To construct a radiomic model of low-dose CT (LDCT) to predict the differentiation grade of invasive non-mucinous pulmonary adenocarcinoma (IPA) and compare its diagnostic performance with quantitative-semantic model and radiologists.

Methods

A total of 682 pulmonary nodules were divided into the primary cohort (181 grade 1; 254 grade 2; 64 grade 3) and validation cohort (69 grade 1; 99 grade 2; 15 grade 3) according to scanners. The radiomic and quantitative-semantic models were built using ordinal logistic regression. The diagnostic performance of the models and radiologists was assessed by the area under the curve (AUC) of the receiver operating characteristic curve and accuracy.

Results

The radiomic model demonstrated excellent diagnostic performance in the validation cohort (AUC, 0.900 (95%CI: 0.847–0.939) for Grade 1 vs. Grade 2/Grade 3; AUC, 0.929 (95%CI: 0.882–0.962) for Grade 1/Grade 2 vs. Grade 3; accuracy, 0.803 (95%CI: 0.737–0.857)). No significant difference in diagnostic performance was found between the radiomic model and radiological expert (AUC, 0.840 (95%CI: 0.779–0.890) for Grade 1 vs. Grade 2/Grade 3, p = 0.130; AUC, 0.852 (95%CI: 0.793–0.900) for Grade 1/Grade 2 vs. Grade 3, p = 0.170; accuracy, 0.743 (95%CI: 0.673–0.804), p = 0.079), but the radiomic model outperformed the quantitative-semantic model and inexperienced radiologists (all p < 0.05).

Conclusions

The radiomic model of LDCT can be used to predict the differentiation grade of IPA in lung cancer screening, and its diagnostic performance is comparable to that of radiological expert.

Key Points

• Early identifying the novel differentiation grade of invasive non-mucinous pulmonary adenocarcinoma may provide guidance for further surveillance, surgical strategy, or more adjuvant treatment.

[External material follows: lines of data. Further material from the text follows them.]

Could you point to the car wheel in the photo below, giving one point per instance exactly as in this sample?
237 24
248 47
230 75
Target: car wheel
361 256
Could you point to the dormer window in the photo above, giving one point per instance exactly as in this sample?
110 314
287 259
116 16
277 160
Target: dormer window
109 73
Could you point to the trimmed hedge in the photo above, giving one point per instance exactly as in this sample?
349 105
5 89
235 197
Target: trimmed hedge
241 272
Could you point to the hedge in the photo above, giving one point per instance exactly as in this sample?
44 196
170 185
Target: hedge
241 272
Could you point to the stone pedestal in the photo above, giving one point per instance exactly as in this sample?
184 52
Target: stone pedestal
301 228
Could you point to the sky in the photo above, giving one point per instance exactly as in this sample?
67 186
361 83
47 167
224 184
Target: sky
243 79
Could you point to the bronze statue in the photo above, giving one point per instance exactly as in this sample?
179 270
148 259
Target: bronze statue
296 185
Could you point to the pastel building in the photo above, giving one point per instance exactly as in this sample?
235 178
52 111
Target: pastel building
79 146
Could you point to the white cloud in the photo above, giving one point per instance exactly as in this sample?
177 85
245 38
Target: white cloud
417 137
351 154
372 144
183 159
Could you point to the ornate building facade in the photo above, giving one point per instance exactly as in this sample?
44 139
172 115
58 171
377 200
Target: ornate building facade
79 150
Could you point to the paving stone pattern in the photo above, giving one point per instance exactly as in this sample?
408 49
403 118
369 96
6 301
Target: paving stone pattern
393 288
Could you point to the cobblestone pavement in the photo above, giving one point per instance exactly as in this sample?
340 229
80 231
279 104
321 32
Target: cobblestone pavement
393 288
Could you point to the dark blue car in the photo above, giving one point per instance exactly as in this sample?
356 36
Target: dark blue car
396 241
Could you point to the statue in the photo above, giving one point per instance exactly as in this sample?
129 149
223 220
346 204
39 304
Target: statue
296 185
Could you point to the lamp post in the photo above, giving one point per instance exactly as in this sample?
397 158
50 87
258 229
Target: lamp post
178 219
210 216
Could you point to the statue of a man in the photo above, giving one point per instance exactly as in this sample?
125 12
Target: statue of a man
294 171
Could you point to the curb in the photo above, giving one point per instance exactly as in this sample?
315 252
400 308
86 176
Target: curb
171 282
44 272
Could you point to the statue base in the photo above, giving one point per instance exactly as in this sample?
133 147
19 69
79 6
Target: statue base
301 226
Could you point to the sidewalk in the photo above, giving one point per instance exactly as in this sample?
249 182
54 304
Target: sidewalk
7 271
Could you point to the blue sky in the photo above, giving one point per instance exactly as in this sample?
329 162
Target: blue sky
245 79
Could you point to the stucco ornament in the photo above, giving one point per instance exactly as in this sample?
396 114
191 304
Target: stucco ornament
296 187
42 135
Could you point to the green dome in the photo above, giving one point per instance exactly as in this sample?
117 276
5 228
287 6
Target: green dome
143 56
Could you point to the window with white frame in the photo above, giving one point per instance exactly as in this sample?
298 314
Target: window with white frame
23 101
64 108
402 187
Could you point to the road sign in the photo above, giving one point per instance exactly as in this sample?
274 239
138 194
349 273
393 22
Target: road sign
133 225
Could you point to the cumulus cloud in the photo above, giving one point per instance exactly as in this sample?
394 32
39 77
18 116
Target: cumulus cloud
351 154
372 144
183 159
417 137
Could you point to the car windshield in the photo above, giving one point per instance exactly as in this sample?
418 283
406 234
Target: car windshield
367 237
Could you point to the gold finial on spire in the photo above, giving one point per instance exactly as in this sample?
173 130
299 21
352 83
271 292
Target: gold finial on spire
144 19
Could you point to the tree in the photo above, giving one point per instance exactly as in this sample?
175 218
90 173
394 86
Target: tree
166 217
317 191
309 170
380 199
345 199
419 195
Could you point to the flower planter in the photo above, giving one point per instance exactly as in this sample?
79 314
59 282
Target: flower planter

• The diagnostic performance of the radiomic model is comparable to that of a radiological expert and superior to that of the quantitative-semantic model and inexperienced radiologists.

• The radiomic model of low-dose CT can be used to predict the differentiation grade of invasive non-mucinous pulmonary adenocarcinoma in lung cancer screening.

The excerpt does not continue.